Gold Price Drops to Lowest Level in 4 Weeks While Dollar Strengthens
May 1 2018
The gold price broke earlier this year convincingly through the $1,300 per troy ounce barrier. In January, the gold price reached a level of $1,365/oz. The last time that gold prices reached this level was in March 2014. It has been four long years. Many thought that gold was on the onset of a renewed rally, that it would finally truly break through the point at which every single gold rally hesitated over the past years. Nonetheless, gold prices are gradually falling back to that cursed $1,300/oz level. What can we expect in the short run?
The “Magical” 3% Barrier of 10-Year US Treasuries
It became earth-shattering news, last week. For a short, very short time, the 10-year rate on US sovereign debt broke through its magical three-percent barrier. And as a result, all alarms went off. Various scenarios were dusted off, because now it was serious.
First, the stock market would possibly fall off a cliff. Another ten basis points would truly make a difference: discounting future cash flows of corporate businesses at higher rates would lead to a long-awaited stock market correction.
Second, the bubble in bonds would finally burst: this would lead to enormous losses for holders of such bonds.

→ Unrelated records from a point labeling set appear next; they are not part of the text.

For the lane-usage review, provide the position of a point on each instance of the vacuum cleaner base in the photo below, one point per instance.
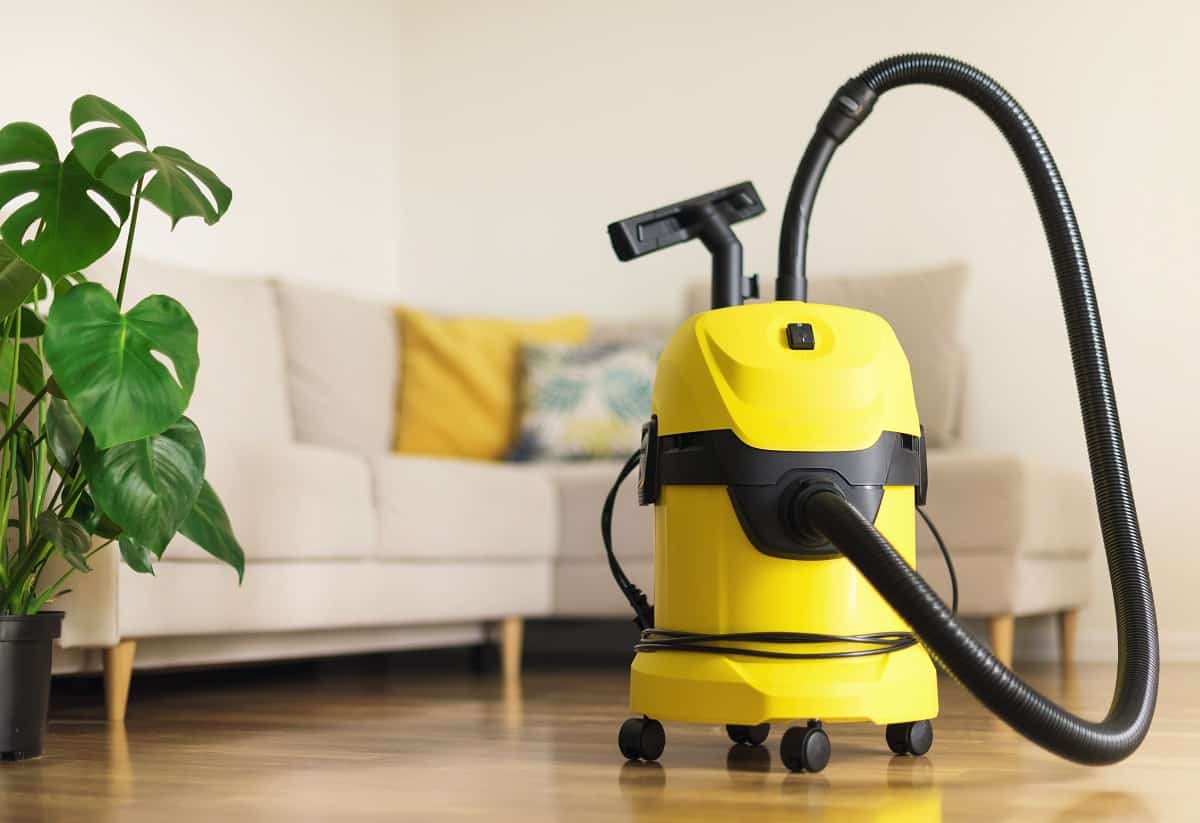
(897, 690)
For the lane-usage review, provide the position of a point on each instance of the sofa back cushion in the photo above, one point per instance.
(240, 392)
(923, 308)
(341, 367)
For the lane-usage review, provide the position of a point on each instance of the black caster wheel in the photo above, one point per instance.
(805, 749)
(641, 739)
(915, 738)
(748, 736)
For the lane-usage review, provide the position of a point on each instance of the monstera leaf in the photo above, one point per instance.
(208, 527)
(180, 186)
(148, 486)
(63, 227)
(108, 364)
(17, 280)
(64, 433)
(136, 556)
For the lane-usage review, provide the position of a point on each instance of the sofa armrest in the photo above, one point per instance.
(993, 502)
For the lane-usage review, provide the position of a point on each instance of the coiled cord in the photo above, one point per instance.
(996, 686)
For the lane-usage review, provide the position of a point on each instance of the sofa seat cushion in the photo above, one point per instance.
(240, 386)
(445, 509)
(988, 502)
(582, 488)
(289, 502)
(339, 346)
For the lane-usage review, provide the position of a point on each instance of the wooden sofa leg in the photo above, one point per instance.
(118, 673)
(511, 641)
(1067, 622)
(1000, 632)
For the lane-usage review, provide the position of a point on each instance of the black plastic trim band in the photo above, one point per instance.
(719, 458)
(762, 482)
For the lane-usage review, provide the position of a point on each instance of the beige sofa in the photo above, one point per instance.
(353, 548)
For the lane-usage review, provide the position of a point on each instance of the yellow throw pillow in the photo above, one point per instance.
(459, 380)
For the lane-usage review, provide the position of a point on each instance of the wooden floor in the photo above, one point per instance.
(385, 739)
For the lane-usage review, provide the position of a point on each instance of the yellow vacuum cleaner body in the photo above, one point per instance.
(786, 463)
(753, 404)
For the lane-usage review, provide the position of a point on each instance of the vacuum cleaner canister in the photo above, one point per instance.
(786, 464)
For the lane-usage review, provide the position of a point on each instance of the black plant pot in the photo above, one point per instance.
(25, 644)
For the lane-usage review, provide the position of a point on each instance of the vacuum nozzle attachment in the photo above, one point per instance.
(708, 217)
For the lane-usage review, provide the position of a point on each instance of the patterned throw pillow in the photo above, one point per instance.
(583, 402)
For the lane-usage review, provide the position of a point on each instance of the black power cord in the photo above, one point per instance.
(946, 556)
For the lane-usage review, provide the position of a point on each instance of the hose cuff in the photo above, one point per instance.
(849, 108)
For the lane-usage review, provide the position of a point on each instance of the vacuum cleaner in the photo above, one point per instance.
(786, 463)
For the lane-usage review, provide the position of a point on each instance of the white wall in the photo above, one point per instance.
(523, 128)
(468, 155)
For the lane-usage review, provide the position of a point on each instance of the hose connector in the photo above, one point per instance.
(793, 509)
(847, 109)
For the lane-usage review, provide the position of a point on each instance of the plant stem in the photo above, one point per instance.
(129, 242)
(53, 589)
(24, 413)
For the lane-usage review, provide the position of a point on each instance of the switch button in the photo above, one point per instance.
(799, 336)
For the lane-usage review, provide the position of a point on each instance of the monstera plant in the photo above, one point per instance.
(96, 448)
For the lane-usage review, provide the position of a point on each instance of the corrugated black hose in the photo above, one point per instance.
(996, 686)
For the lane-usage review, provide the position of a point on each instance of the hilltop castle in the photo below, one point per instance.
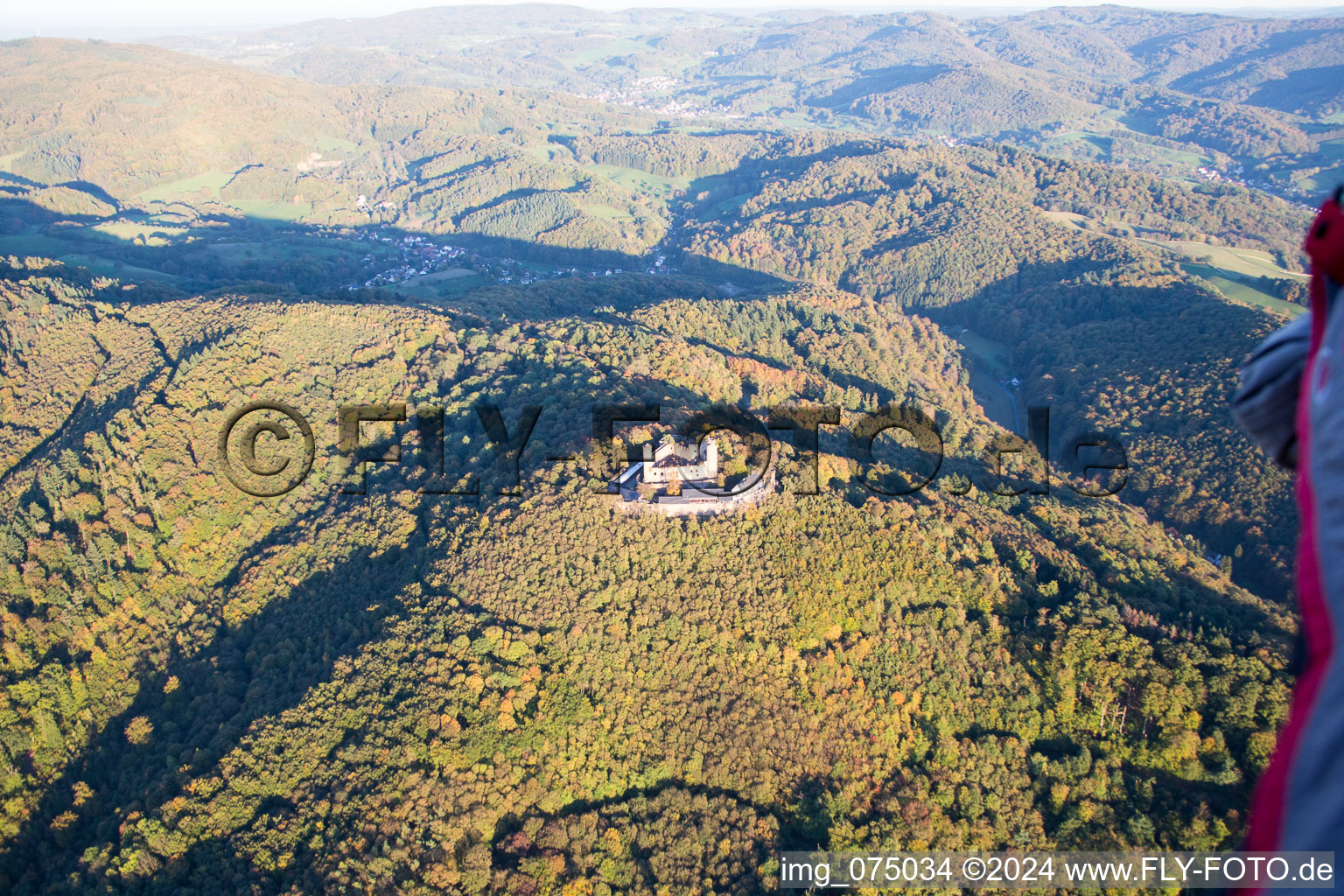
(674, 480)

Third, increasing rates mean bad news for gold. As we have shown many times, gold goes well with a low or negative real interest rate. The cheaper a future dollar (or euro), the better.
And last: breaking through the magical three-percent barrier could imply a further normalization of the economy. Long-term rates would reach historically reasonable levels (say take and give four percent) any time soon. The demand for long-term credit – the driver of economic growth – is apparently getting stronger. The three-percent barrier is the end-game, a climax, to a long-awaited economic recovery after the 2008-crisis ended.

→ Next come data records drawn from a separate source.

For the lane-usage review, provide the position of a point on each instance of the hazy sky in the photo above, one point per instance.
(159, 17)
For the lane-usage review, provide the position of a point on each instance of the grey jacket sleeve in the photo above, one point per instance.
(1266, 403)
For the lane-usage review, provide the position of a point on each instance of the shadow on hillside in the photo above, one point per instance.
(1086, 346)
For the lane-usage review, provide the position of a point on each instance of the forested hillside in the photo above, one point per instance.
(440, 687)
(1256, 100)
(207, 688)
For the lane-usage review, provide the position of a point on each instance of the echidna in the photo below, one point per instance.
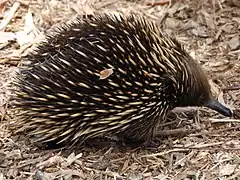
(107, 75)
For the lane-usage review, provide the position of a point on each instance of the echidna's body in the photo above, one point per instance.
(65, 99)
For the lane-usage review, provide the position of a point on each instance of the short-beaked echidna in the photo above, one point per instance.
(107, 75)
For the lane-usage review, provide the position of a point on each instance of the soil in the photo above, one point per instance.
(195, 144)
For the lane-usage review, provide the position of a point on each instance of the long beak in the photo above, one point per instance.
(217, 106)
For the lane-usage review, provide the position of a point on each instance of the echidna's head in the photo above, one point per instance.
(198, 91)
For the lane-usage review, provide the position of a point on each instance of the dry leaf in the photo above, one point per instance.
(227, 170)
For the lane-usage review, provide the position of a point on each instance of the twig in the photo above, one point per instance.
(223, 120)
(180, 131)
(11, 14)
(165, 152)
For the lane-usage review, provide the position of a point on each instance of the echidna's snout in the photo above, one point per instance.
(217, 106)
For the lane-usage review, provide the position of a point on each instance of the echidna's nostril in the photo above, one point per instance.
(217, 106)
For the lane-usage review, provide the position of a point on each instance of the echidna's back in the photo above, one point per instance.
(64, 97)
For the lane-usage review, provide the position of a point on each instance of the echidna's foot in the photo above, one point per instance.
(146, 144)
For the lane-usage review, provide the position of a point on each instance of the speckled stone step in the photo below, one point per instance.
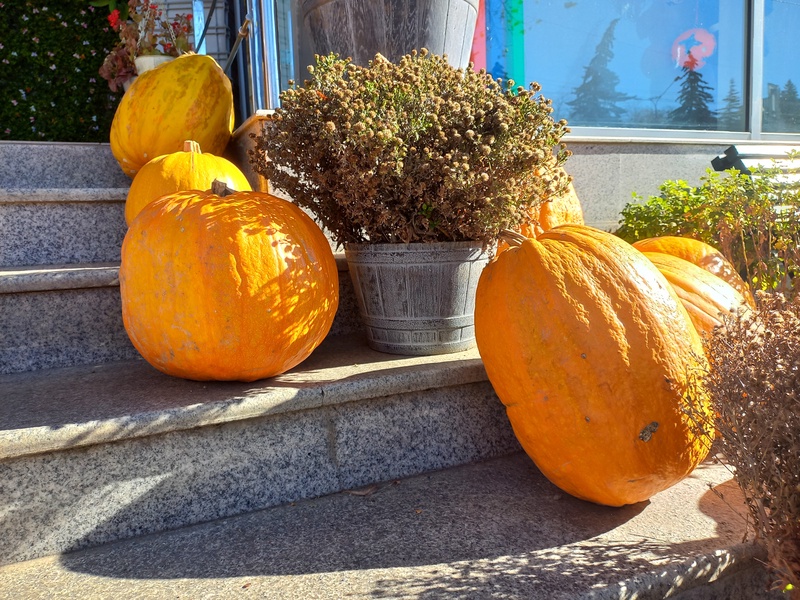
(89, 455)
(63, 315)
(60, 203)
(41, 226)
(490, 529)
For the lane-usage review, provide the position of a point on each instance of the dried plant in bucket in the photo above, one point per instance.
(413, 151)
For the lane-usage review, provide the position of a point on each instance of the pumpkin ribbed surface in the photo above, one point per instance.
(235, 288)
(706, 297)
(188, 169)
(590, 350)
(187, 98)
(701, 254)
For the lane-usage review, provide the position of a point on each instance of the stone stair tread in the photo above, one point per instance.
(78, 194)
(490, 529)
(64, 408)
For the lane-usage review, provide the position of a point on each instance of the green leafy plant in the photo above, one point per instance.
(413, 151)
(754, 386)
(753, 221)
(50, 53)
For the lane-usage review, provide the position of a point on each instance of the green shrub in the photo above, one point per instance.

But … Nothing Could Be Further from the Truth
Nevertheless, many were drawing conclusions a bit too soon, as we have also observed on multiple occasions in the past years. The 10-year rate declined back to below the three-percent level. It almost seemed as if the public already gathered to celebrate Brazil’s next World Championship title, before Brazil really reached the final and actually won the cup. And the scenarios were put back on the shelf again.
And according to my judgment, the above scenario is one out of many possible scenarios: a scenario that without a doubt will become reality at some point, but perhaps not in the sequence that many expect.
The past few weeks, the dollar strengthened again: after the euro-dollar rate rose to a level as high as 1.25 earlier this year, the dollar is recouping some of its losses and currently stands at 1.20. The reason behind the stronger dollar is the same as in the past years: while the Fed rose rates earlier this year, the ECB hesitated. The economic growth in the Eurozone seems to be slowing somewhat. In July, the ECB will again (publicly) indicate where monetary policy will be heading.
Another scenario is, according to my judgment, likelier: contrary to what many think, especially short-term rates and not so much long-term rates will rise. Better yet: long-term interest rates might even initially decline, when US Treasuries will turn out to be the world’s ultimate “safe haven asset” yet again. All this will go together with a severe correction of US (and European) stock markets. Gold will probably suffer until that point – or even during the correction or crisis – to only rally at a later point. Only at a later point will real long-term yields probably reach far beyond current levels.